How much would you pay for a ticket to the Final Four this weekend? $400? $500? How about not paying a thing? THE WORLD OF ISAAC has uncovered a deal for you cheapskates out there: someone on Craiglist is giving away a free ticket to the games at Ford Field this weekend. But, like anything that’s free, there are a few catches.
First, you have to be an MSU fan. Fair enough, but specifically, you have to be a “female hottie.” And, oh yeah, the person giving you the free seat would expect you to do a few things as well. Specifically, he would like you to “spoil me for spoiling you.” He doesn’t specify exactly what he means, but I’m guessing it’s more than a foot rub and treating him to a hot fudge sundae at T.G.I. Friday’s after the game.

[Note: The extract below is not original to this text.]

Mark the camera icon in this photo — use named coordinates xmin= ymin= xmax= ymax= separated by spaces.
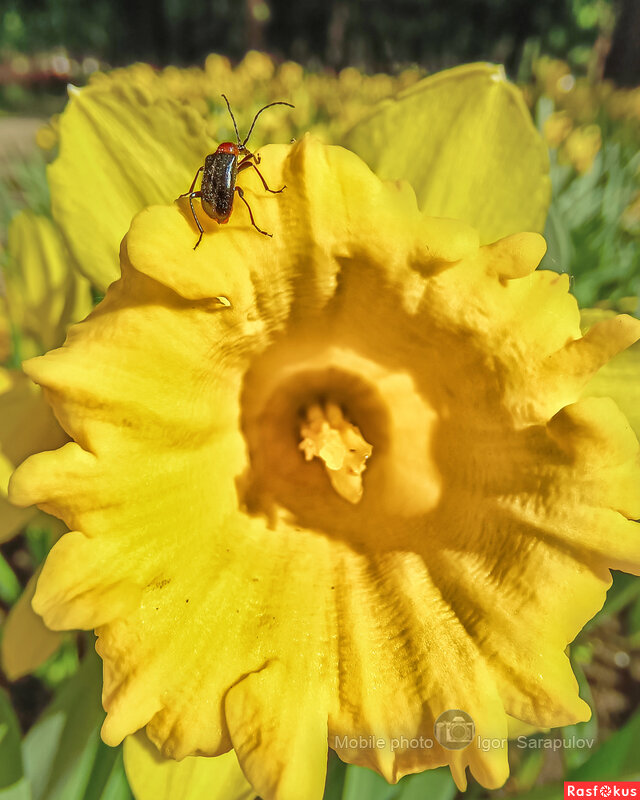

But ladies, don’t be worried that your knight in shining Spartan armor is actually some creepy loser looking to prey on unsuspecting women over the Internet with the offer of a free basketball ticket. After all, how could someone like this be anything other than a generous and upstanding citizen?:
“I am a good looking, easy going and generous white professional male.”
Because all rich, successful and attractive businessmen have to post pathetic ads on Craigslist to get someone to go to the Final Four with him. Nope, nothing says “serial killer” about this situation at all. Actually, are we sure that Vince from ShamWow isn’t lurking around the Final Four? Ladies, wear your Rip Hamilton face guards just to be safe.